# ADR-116 — WiFlow-v1 Supervised Pose Loader (Rust)

**Status**: Accepted (integration), needs fine-tune (output quality)
**Date**: 2026-05-17
**Scope**: `v2/crates/wifi-densepose-sensing-server/src/wiflow_v1.rs` (new,
~430 lines incl. tests), `src/main.rs` (CLI flag + load + 5 tick-site hooks +
`pose_current` keypoint path), `src/lib.rs` (module export).

## Context

Until this ADR `/api/v1/pose/*` always returned an empty `persons` array
(ADR-105 — no synthetic fallback when no real model is loaded). HuggingFace
`ruv/ruview/wiflow-v1/wiflow-v1.json` is the project's official supervised
pose model (Apache-2.0, 974 KB, 92.9 % PCK@20 on its training set). It just
sat on disk because there was no Rust loader — the only reference impl is
`scripts/train-wiflow-supervised.js` (JS, training script, not deployment).

This ADR ports the JS inference path to Rust so sensing-server can serve
real 17-keypoint COCO skeletons in production.

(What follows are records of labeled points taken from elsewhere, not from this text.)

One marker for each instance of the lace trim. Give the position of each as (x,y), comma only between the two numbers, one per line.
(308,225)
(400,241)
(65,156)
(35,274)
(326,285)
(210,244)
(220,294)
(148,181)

## What was wrong in the model file (and how this ADR works around it)

The HuggingFace JSON has an `architecture` field that **lies**:

```json
"architecture": {
  "tcnChannels": [35, 256, 256, 192, 128],
  "tcnKernel": 7,
  "tcnDilations": [1, 2, 4, 8],
  "fcDims": [2560, 2048, 34]
}
```

That's the `full` scale (~7.7 M params). The file is actually the **lite**
scale (186,946 params — confirmed by `totalParams` field). The exporter at
`train-wiflow-supervised.js:1599` hardcodes the full-scale dict for every
scale. The loader trusts `totalParams` and ignores `architecture`.

Lite topology (recovered from `SCALE.lite` at `train-wiflow-supervised.js:135`
and verified by exact param count = 186,946):

* 2 TCN blocks (NOT 4), kernel = 3 (NOT 7), dilations [1, 2] (NOT [1,2,4,8])
* TCN channels: 35 → 32 → 32
* Per block: causal_conv → BN → ReLU → causal_conv → BN + residual → ReLU
  (1×1 projection on residual when in_ch ≠ out_ch, only block 0)
* Flatten 32 × 20 = 640 → fc1 (640→256) → ReLU → fc2 (256→34)
* Sigmoid on final 34-dim → 17 (x, y) keypoints in [0, 1]

## Decisions

### D1 — Pure-Rust forward pass, no new crates

`wiflow_v1.rs` is self-contained: Vec<f32> math by hand, inline base64
decoder (50 LoC), no `ndarray`, no `candle`, no `base64` crate added. The
inference is small enough (~250 K flops/forward) that hand-written Vec<f32>
loops are clearer than pulling a tensor framework for one model.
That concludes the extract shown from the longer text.